La advertencia concluye:

“No hay descanso de día ni de noche para los que adoran a la bestia y a su imagen, ni para nadie que reciba la marca de su nombre.” Esto requiere paciencia y perseverancia por parte de los santos que obedecen los mandamientos de Dios y permanecen fieles a Jesús.

Solo los santos pacientes, aquellos que tienen la ley de Dios escrita en sus corazones y mentes (Hebreos 8:10), que están sellados, sanados y restaurados a la unidad con Dios, experimentarán Su descanso. Porque este descanso es el descanso del pecado, la culpa, la vergüenza, el temor, y el egoísmo; es la restauración del diseño de Dios de amor, verdad, y libertad en el carácter de los salvos. Viven en armonía con las leyes de Dios, y son fieles en decir la verdad sobre Dios y sus leyes de vida diseñadas: el mensaje del primer ángel. Rechazan las mentiras de la ley impuesta por la bestia, y han rechazado a Babilonia; no buscan la justicia mediante la legislación y la aplicación gubernamental, sino viviendo con justicia en su trato a los demás: el mensaje del segundo ángel.

Pero no hay descanso para quienes rechazan el amor, quienes creen la mentira de que la ley de Dios funciona como la ley humana, un sistema de reglas impuestas que requiere castigos, porque tal sistema no puede sanar el corazón ni la mente. Los perdidos no tienen descanso porque, habiendo rechazado el amor, la verdad, y la libertad, han consolidado los principios del miedo y el egoísmo en su carácter, y no pueden escapar de su propia corrupción: el mensaje del tercer ángel.

Aquí está el mensaje de los tres ángeles parafraseado en «El Remedio»:

«Entonces vi a otro mensajero volando en el aire, que traía la eterna buena nueva sobre el carácter amoroso de Dios, para proclamarla a todos los habitantes de la tierra, a toda nación, tribu, lengua, y pueblo, lo cual representa un movimiento de personas que se levantan para proclamar la verdad sobre el carácter amoroso de Dios en todo el mundo. Dijo con voz clara y resonante: «Teman a Dios y glorifíquenlo, viviendo según sus métodos de amor, porque ha llegado la hora de que todos juzguen a Dios y adoren al Diseñador, Creador, y Constructor que hizo los cielos, la tierra, el mar, y las fuentes de agua, y que todo funciona según su ley de amor».

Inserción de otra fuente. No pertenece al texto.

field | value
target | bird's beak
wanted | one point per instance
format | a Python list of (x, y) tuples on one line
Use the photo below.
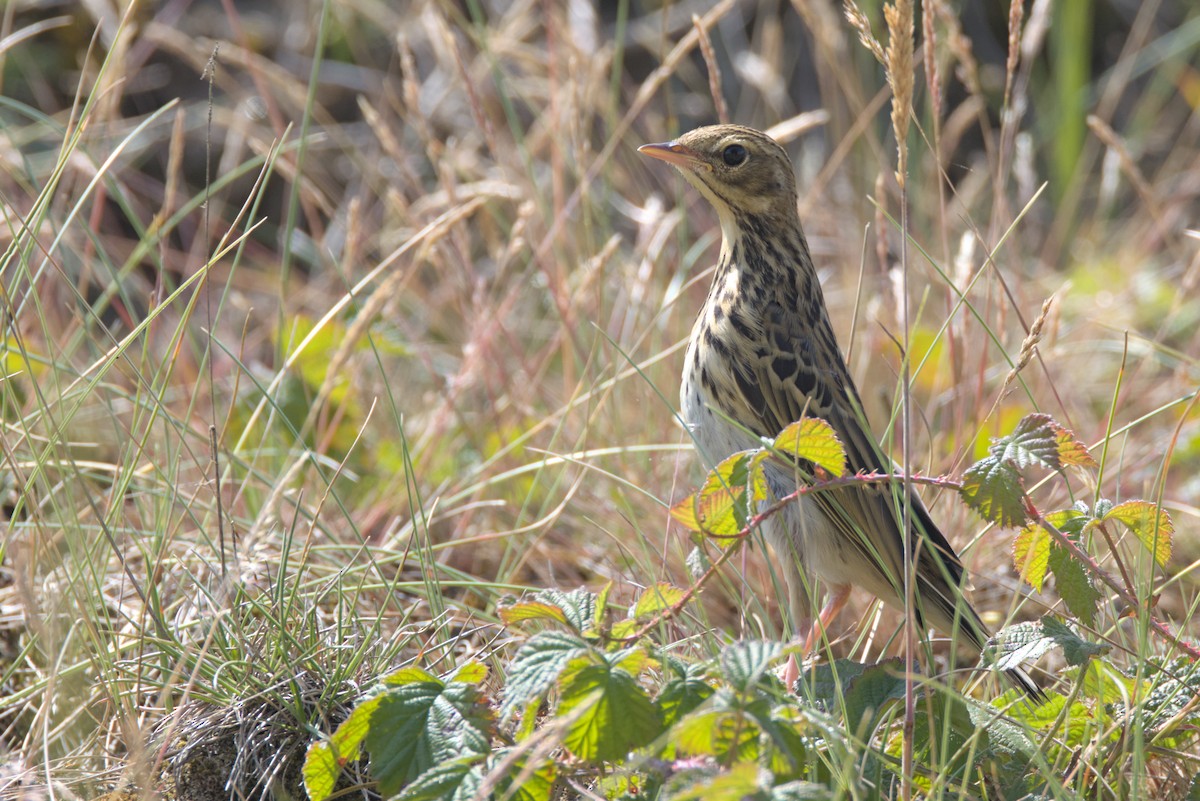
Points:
[(676, 154)]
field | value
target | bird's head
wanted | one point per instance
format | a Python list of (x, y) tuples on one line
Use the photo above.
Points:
[(741, 170)]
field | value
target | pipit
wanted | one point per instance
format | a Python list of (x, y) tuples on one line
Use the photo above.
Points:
[(763, 355)]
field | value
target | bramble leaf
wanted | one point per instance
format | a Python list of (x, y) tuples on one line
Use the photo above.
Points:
[(814, 440), (994, 489), (1074, 585), (537, 667), (1073, 452), (1031, 554), (609, 711), (654, 600), (419, 722), (729, 499), (744, 663), (327, 758), (1032, 443), (1150, 523), (522, 610), (1026, 642)]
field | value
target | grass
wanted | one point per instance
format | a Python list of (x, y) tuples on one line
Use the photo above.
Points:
[(429, 305)]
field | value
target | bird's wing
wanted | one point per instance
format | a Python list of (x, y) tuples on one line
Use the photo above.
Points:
[(801, 373)]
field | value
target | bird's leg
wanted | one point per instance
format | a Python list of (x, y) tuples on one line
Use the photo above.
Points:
[(838, 596), (792, 669)]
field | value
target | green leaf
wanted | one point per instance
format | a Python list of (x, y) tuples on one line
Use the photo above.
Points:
[(455, 780), (418, 723), (993, 488), (828, 681), (726, 734), (1030, 640), (871, 692), (687, 688), (469, 673), (655, 598), (1074, 585), (942, 732), (537, 667), (535, 784), (1075, 649), (744, 663), (610, 714), (739, 783), (579, 606), (729, 499), (815, 441), (598, 616), (523, 610), (1035, 441), (1031, 554), (1152, 525)]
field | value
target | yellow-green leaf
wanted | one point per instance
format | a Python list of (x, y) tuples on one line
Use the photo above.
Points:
[(730, 497), (1149, 523), (532, 610), (1072, 451), (1031, 554), (815, 440), (471, 673), (657, 598)]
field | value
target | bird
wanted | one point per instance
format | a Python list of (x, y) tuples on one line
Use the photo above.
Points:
[(763, 354)]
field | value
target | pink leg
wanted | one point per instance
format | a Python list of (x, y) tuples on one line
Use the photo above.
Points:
[(838, 597)]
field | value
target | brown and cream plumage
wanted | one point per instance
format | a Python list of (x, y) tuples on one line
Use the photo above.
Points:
[(762, 355)]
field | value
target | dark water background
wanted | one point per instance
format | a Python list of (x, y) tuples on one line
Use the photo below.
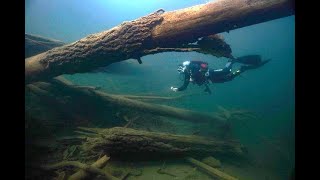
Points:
[(268, 91)]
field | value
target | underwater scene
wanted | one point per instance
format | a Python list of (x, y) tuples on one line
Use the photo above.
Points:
[(160, 90)]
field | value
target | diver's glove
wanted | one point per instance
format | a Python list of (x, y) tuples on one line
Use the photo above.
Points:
[(174, 89)]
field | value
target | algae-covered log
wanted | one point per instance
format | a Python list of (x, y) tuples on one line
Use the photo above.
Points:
[(210, 170), (118, 100), (119, 142), (82, 174), (157, 32)]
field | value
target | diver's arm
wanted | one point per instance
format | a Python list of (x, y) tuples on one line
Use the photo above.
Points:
[(185, 83)]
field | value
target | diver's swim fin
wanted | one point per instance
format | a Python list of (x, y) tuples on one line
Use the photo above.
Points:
[(249, 60), (246, 67)]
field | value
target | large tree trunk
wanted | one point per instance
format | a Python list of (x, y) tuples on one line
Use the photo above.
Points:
[(35, 44), (157, 32), (119, 141)]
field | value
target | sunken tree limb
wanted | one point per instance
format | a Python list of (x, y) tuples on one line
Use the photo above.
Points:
[(119, 141), (120, 101), (150, 34)]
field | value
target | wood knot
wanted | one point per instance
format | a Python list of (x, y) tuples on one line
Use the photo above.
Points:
[(159, 11)]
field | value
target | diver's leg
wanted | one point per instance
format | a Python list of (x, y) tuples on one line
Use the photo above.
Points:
[(207, 89)]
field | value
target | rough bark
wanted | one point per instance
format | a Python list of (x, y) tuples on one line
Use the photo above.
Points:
[(157, 32), (119, 141)]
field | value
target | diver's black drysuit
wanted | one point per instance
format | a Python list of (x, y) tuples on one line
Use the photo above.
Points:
[(195, 72)]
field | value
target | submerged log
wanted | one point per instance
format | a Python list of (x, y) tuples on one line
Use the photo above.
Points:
[(82, 166), (160, 110), (210, 170), (124, 142), (35, 44), (157, 32), (82, 174)]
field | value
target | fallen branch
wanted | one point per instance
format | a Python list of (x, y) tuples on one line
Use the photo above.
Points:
[(82, 174), (126, 142), (148, 34), (120, 101), (210, 170), (82, 166)]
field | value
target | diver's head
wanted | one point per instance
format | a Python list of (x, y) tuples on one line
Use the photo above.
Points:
[(203, 67), (182, 67), (186, 63)]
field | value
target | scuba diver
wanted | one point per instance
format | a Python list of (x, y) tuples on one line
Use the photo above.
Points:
[(198, 72)]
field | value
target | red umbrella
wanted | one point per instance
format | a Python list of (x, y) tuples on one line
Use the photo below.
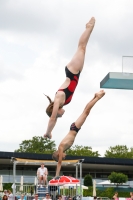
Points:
[(63, 180)]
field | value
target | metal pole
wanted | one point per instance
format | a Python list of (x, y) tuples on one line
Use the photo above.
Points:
[(14, 176), (81, 180), (76, 177)]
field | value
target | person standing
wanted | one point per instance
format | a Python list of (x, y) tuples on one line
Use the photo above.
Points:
[(42, 173)]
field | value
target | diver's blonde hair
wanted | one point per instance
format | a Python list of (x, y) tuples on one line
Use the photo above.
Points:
[(49, 109)]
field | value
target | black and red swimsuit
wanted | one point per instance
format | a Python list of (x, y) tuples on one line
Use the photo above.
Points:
[(72, 86)]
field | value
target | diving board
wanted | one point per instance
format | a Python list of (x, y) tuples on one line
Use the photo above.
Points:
[(117, 80)]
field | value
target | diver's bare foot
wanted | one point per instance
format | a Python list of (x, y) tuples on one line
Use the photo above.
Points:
[(100, 94), (48, 136), (91, 23)]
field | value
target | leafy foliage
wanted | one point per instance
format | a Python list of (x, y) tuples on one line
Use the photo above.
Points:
[(78, 150), (119, 151), (37, 145), (118, 178), (88, 180)]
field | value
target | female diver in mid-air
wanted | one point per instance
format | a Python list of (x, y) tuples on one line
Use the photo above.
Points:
[(73, 69)]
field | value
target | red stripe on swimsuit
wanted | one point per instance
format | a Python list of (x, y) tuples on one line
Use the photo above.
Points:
[(69, 91)]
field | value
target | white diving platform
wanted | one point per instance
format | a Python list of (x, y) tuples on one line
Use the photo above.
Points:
[(118, 80)]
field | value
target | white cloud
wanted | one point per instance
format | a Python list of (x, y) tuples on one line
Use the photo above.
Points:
[(38, 38)]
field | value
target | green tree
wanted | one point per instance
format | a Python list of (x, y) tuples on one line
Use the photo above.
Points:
[(37, 145), (119, 151), (88, 180), (82, 151), (118, 178)]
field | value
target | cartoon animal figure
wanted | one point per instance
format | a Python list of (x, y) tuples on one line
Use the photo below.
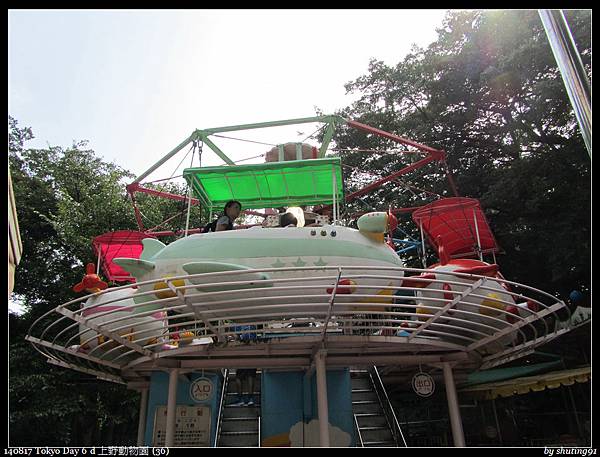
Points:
[(486, 308), (220, 254), (116, 312), (91, 282)]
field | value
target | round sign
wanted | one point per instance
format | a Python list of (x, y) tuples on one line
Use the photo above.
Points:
[(201, 389), (423, 384)]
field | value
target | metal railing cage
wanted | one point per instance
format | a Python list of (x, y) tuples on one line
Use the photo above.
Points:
[(219, 320)]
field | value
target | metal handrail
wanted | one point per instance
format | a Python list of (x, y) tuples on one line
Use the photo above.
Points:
[(223, 302), (362, 444), (389, 409), (220, 412)]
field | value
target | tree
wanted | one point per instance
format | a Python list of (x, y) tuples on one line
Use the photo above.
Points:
[(65, 197), (489, 93)]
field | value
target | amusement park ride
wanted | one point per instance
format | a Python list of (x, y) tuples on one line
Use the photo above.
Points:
[(303, 304)]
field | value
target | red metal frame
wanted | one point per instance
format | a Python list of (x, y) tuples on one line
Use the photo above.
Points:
[(432, 155)]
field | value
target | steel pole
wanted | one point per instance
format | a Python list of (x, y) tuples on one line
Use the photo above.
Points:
[(455, 421), (171, 408), (572, 70), (322, 399), (142, 420)]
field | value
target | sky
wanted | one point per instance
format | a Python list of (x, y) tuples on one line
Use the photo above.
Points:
[(135, 84)]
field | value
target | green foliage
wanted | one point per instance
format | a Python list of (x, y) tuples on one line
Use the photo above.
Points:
[(489, 93), (65, 197)]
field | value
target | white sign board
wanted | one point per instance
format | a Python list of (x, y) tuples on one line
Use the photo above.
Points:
[(423, 384), (192, 426), (201, 389)]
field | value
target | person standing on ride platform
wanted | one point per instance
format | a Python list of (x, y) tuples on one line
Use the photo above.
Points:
[(225, 222)]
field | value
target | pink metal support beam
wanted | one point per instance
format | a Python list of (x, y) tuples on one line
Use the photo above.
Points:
[(436, 153)]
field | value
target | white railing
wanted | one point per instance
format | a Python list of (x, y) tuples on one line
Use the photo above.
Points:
[(218, 314)]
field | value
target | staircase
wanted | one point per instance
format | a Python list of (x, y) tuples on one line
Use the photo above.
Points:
[(239, 426), (373, 426)]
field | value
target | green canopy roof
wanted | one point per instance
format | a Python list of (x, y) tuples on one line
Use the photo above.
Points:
[(268, 185)]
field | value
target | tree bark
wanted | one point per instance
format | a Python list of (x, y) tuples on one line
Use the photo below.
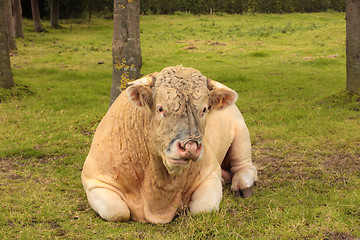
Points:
[(36, 16), (54, 14), (126, 50), (353, 46), (6, 79), (17, 19), (10, 26)]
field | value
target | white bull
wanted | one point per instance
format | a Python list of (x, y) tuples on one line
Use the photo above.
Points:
[(165, 143)]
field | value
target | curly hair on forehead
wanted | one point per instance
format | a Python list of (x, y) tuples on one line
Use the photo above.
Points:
[(180, 78)]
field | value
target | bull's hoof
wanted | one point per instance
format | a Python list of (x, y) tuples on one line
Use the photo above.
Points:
[(245, 193)]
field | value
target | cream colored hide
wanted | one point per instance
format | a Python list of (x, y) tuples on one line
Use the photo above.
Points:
[(162, 146)]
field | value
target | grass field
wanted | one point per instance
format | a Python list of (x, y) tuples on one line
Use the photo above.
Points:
[(289, 71)]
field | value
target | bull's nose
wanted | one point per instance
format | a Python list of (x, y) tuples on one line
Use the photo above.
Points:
[(189, 149)]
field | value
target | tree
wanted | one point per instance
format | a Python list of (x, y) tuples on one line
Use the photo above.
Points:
[(10, 26), (353, 46), (17, 17), (54, 14), (6, 80), (36, 16), (126, 50)]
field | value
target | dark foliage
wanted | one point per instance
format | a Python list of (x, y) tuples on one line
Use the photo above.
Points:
[(78, 8)]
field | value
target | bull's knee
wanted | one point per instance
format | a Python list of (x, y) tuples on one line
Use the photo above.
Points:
[(206, 197), (243, 180), (109, 205)]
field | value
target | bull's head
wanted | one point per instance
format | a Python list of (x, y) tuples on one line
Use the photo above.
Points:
[(179, 100)]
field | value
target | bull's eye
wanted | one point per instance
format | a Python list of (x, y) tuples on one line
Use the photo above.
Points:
[(205, 110), (160, 110)]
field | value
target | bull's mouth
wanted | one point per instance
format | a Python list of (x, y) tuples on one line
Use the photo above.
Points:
[(179, 161)]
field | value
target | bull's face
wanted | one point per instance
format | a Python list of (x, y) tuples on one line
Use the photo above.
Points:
[(179, 101)]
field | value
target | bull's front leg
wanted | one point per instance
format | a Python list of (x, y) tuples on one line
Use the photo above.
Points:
[(108, 204), (239, 158), (207, 197)]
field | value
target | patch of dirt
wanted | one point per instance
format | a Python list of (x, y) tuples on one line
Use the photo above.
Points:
[(338, 236), (216, 43), (273, 167), (189, 47)]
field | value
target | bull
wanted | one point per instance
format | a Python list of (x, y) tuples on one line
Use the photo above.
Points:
[(170, 140)]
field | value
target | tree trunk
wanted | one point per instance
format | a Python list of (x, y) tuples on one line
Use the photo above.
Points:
[(17, 19), (54, 14), (126, 50), (36, 16), (10, 33), (353, 46), (6, 80)]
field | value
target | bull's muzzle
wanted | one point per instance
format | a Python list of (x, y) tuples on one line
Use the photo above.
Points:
[(189, 149)]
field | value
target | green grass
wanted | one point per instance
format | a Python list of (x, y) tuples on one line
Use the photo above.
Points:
[(289, 71)]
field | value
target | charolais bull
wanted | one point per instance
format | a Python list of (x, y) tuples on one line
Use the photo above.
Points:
[(170, 140)]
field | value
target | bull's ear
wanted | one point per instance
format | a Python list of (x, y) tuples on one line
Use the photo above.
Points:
[(220, 95), (140, 95)]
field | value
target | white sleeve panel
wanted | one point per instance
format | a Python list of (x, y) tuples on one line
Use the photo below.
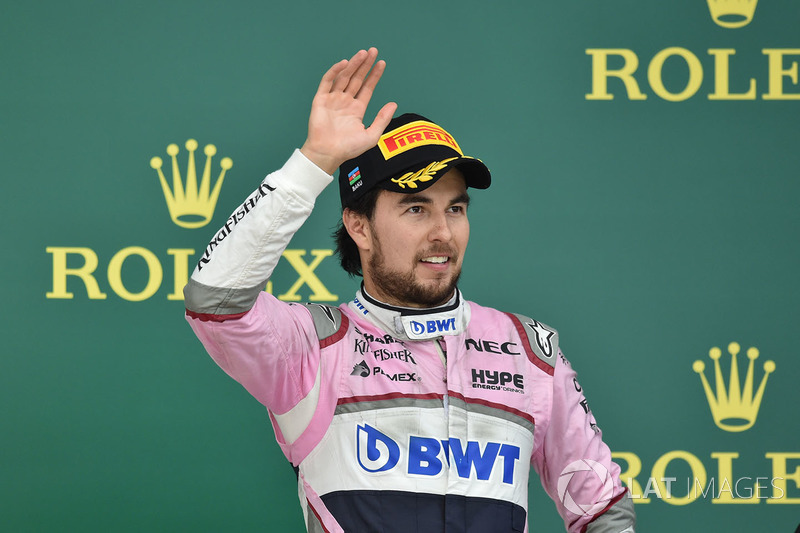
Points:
[(244, 252)]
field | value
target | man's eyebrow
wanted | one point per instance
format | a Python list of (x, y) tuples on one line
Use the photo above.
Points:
[(414, 199), (462, 198)]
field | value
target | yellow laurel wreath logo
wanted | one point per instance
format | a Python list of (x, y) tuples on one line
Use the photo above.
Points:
[(425, 174)]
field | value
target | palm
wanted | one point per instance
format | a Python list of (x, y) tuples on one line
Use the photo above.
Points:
[(336, 130)]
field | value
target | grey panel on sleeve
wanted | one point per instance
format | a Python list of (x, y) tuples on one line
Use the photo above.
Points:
[(201, 298), (327, 319), (542, 339), (620, 518)]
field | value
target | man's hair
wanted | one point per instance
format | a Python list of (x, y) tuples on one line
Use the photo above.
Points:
[(346, 248)]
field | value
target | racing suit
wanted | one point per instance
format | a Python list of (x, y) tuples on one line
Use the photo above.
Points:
[(399, 420)]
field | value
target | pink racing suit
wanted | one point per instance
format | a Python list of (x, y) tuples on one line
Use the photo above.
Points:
[(399, 420)]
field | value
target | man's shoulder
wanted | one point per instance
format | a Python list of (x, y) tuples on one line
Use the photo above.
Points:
[(542, 340)]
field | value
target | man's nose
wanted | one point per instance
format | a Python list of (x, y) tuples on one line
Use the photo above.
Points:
[(440, 229)]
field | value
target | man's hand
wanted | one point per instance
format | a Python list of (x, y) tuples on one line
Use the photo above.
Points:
[(336, 130)]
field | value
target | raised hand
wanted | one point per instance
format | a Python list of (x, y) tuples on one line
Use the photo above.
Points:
[(336, 130)]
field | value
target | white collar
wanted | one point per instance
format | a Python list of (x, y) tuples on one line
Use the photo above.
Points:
[(409, 323)]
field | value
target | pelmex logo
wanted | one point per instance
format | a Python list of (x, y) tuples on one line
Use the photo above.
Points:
[(615, 72), (191, 204)]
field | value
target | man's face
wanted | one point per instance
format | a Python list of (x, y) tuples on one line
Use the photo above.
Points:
[(417, 243)]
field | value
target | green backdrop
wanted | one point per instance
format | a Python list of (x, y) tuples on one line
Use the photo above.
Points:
[(647, 230)]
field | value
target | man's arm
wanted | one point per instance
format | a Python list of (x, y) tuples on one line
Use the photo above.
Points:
[(242, 255), (575, 464), (268, 346)]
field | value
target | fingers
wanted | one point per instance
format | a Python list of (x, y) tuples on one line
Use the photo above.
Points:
[(328, 78), (365, 92), (361, 72), (382, 120)]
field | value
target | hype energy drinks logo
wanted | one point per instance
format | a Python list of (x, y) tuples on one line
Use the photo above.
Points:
[(426, 456), (79, 271), (733, 406), (715, 73)]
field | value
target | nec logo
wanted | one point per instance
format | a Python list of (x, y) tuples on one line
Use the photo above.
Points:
[(481, 345), (433, 326), (377, 452)]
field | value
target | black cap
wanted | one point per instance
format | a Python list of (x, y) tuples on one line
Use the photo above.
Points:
[(411, 155)]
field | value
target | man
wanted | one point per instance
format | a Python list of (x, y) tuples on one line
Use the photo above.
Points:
[(409, 408)]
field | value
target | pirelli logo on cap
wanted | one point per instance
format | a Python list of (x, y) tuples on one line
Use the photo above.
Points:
[(413, 135)]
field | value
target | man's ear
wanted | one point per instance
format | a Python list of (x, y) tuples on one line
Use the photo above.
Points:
[(358, 227)]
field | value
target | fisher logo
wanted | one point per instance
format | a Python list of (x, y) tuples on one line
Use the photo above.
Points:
[(191, 205), (589, 476), (495, 380), (426, 456), (433, 326), (543, 336)]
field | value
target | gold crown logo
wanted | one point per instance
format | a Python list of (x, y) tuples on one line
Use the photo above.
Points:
[(735, 409), (191, 206), (732, 13)]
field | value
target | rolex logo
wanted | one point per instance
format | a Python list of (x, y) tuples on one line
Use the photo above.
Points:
[(734, 409), (190, 205), (732, 13)]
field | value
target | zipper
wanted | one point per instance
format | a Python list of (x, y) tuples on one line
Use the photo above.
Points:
[(441, 349)]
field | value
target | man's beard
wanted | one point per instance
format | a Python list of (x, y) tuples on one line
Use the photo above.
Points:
[(404, 287)]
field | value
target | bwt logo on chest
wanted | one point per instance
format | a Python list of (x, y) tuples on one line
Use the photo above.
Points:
[(433, 326), (426, 456)]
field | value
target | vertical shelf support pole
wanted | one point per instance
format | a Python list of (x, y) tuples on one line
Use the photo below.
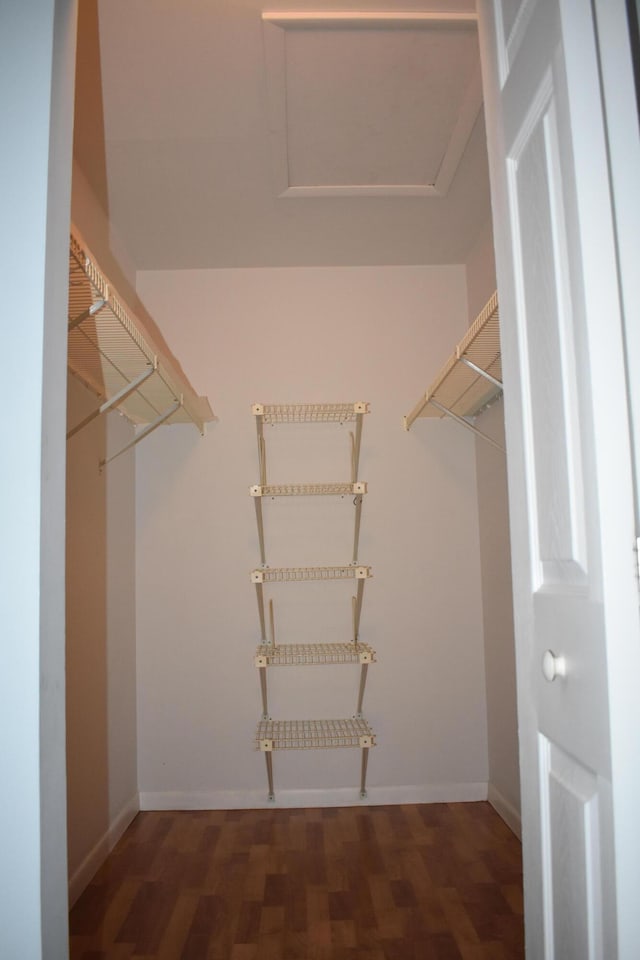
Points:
[(260, 596), (356, 533), (363, 772), (357, 610), (258, 411), (355, 451), (258, 503), (263, 690), (269, 758), (363, 681)]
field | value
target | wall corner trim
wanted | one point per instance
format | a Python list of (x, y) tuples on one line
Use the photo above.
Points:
[(506, 810), (87, 869), (253, 799)]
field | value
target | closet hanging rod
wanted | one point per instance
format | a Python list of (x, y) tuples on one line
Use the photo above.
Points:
[(115, 400), (469, 426), (471, 377), (144, 433), (115, 353)]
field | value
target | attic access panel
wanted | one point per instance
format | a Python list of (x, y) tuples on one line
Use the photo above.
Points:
[(370, 104)]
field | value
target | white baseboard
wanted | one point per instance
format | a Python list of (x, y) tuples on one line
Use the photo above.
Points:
[(338, 797), (82, 876), (506, 810)]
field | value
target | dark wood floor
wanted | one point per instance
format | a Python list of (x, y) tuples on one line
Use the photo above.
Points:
[(423, 882)]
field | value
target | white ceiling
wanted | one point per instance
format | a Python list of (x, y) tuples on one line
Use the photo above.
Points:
[(218, 133)]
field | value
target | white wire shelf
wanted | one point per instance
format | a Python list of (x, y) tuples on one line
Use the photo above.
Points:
[(298, 574), (273, 413), (307, 654), (308, 489), (113, 354), (313, 734), (471, 377)]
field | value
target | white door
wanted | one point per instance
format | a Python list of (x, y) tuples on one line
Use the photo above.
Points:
[(570, 479)]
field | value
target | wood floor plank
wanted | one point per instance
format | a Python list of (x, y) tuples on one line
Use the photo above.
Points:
[(406, 882)]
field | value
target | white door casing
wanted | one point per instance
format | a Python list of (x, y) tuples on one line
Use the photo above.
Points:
[(570, 477)]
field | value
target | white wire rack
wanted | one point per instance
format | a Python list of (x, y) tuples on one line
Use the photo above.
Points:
[(300, 574), (112, 355), (308, 654), (472, 376), (308, 489), (273, 413), (313, 734)]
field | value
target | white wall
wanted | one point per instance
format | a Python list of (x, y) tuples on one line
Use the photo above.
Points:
[(100, 566), (101, 665), (37, 46), (308, 335), (495, 554)]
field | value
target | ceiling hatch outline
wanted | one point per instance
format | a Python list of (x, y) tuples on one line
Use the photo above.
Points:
[(277, 24)]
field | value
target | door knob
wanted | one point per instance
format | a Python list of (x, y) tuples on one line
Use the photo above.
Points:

«Entonces vi a un segundo mensajero que seguía al primero, proclamando por todo el mundo: «No confíen en Babilonia la Grande», una descripción simbólica de las religiones que tergiversan a Dios; ha caído en las mentiras sobre Dios, e intoxica al mundo con sus visiones paganas de Dios, enloqueciéndolos con su idea adúltera de que Dios coacciona y debe infligir castigo si no se le apacigua adecuadamente».

«Un tercer mensajero los siguió y proclamó con una voz que se oyó en todo el mundo: «Si alguien da valor y honor al sistema bestial de coerción eligiendo los métodos de la bestia y, por lo tanto, demostrando su lealtad de corazón al abrazar el carácter de la bestia, o demostrando su lealtad de hecho al practicar sus métodos, cosechará toda la furia del pecado no remediado cuando Dios libere su mano protectora. Experimentará un tormento inconmensurable en la mente, y una angustia ardiente en el corazón, cuando se encuentre en la ardiente presencia de Dios, y sea bañado por el fuego inextinguible de la verdad y el amor, todo en la misma presencia de Jesús y los santos ángeles».

«Y el recuerdo de su sufrimiento y la lección de sus decisiones autodestructivas jamás serán olvidados por toda la eternidad futura. No habrá paz mental, ni de día ni de noche, para quienes prefieren los métodos de la bestia y siguen su ejemplo, ni para quienes eligen identificarse como seguidores de la bestia. Esto requiere paciencia y perseverancia por parte de los sanados que viven los métodos de amor de Dios y se mantienen fieles a Jesús»(Apocalipsis 14:6-12).